Ex-chief of staff says Trump praised Hitler, wants unchecked power for himself
By Farrah Tomazin
Washington: US Vice President Kamala Harris has accused Donald Trump of seeking unchecked power after his former White House chief of staff described him as a fascist who reportedly “wanted the kind of generals Hitler had”.
With two weeks until election day, retired four-star general John Kelly broke his silence about his former boss in a series of interviews depicting Trump as a wannabe dictator who planned to surround himself with loyalists who would not restrain him if he won a second term.
Trump’s campaign has pushed back aggressively on the reports. But in an interview with The Atlantic, Kelly confirmed that Trump had said he wished his military personnel showed him the same submissiveness that Adolf Hitler’s Nazi generals showed their leader during World War II.
He also told The New York Times, which released audio of the interview, that Trump had praised Hitler and had “commented more than once that, ‘You know, Hitler did some good things, too’.”
“He certainly prefers the dictator approach to government,” Kelly told the paper, adding that Trump “never accepted the fact that he wasn’t the most powerful man in the world – and by power, I mean an ability to do anything he wanted, anytime he wanted”.
Kelly was homeland security secretary under Trump, before taking on the chief of staff role from July 2017 to 2019.
While Trump’s campaign claimed that the former general had “beclowned himself” and suffered from a case of “Trump derangement syndrome”, Harris said the comments offered “a window into who Donald Trump really is”.
“We know what Donald Trump wants. He wants unchecked power.
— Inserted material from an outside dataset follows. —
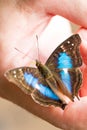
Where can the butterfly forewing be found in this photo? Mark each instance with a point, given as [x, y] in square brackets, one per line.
[66, 55]
[64, 62]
The question in 13 days will be: what do the American people want?” Harris said at her Washington DC residence hours ahead of a CNN town hall event in the critical battleground of Pennsylvania.
Kelly is not the first former high-ranking staffer or the first military veteran to turn against his old boss.
His comments are significant, however, given both the timing and Kelly’s reputation as someone who has traditionally believed that men and women in uniform should not get overtly political.
While he has not endorsed a particular candidate, he told the Times that Trump’s recent comments about using the military against the so-called “enemy within” were so dangerous that he felt he had to speak out.
The reports have nonetheless given the Harris campaign a chance to reinforce a message they have been sharpening in the last stretch of the campaign: that Trump is increasingly “unhinged and unstable” and should not be given a second term.
However, Trump spokesman Steven Cheung said Harris was a “stone-cold loser” who was getting “desperate”.
“That is why she continues to peddle outright lies and falsehoods that are easily disproven,” he said.
Trump has ramped up his attacks on the Democratic nominee, telling a rally in Pennsylvania on Sunday that Harris was a “shit vice president”. At a roundtable with Latino voters in Miami on Tuesday, he further criticised her, calling her “slow” and claiming she had a “low IQ”.
“This woman is the worst. I mean, it’s just unbelievable,” he said at the roundtable event, at which participants repeatedly praised Trump.
With Harris in Pennsylvania for the town hall, the Republican candidate headed to Georgia – the Deep South state that was a Republican stronghold for years until President Joe Biden flipped it in 2020.
Asked how Trump’s personal attacks on Harris, coupled with his increasingly lewd commentary (such as his recent remarks about golfer Arnold Palmer’s genitals) might play out with women – the demographic Trump is struggling with – Georgia Republican communications spokesman Richie Stone told this masthead: “I will never pretend to speak for women voters here; that’s something that might get me into some trouble.
“But I think you have to look past the mirror of, you know, ‘I’m this and I’m that’ because I think it goes right back to those kitchen table issues: inflation, the economy, gas prices.
“Also it goes both ways. I mean, have you seen the polling about where Vice President Harris has been [with men]?”
The latest polls show the gender gap between Trump and Harris is significant. A new USA/Suffolk University poll shows Trump is leading among men (53 per cent to 37 per cent) while Harris’ lead with women is 53 per cent to 36 per cent.
Nationally, the race remains neck and neck: the latest RealClearPolitics aggregate has Harris at 49.1 per cent, while Trump support nationally is 48.5 per cent – all of which is within the margin of error.
Harris’ town hall will start at 9pm (12pm AEDT) and comes on the date CNN proposed a second debate between her and Trump, which the former president declined.
Meanwhile, Biden sparked controversy while stumping for Harris in New Hampshire, telling Democrats: “We’ve got to lock him up”, before realising how his remark could be interpreted – as a president trying to weaponise the government, as Trump often claims – and moderating what he said.
“Politically lock him up,” Biden quickly added.
Trump campaign spokeswoman Karoline Leavitt said in a statement: “Joe Biden just admitted the truth: he and Kamala’s plan all along has been to politically persecute their opponent president Trump because they can’t beat him fair and square.”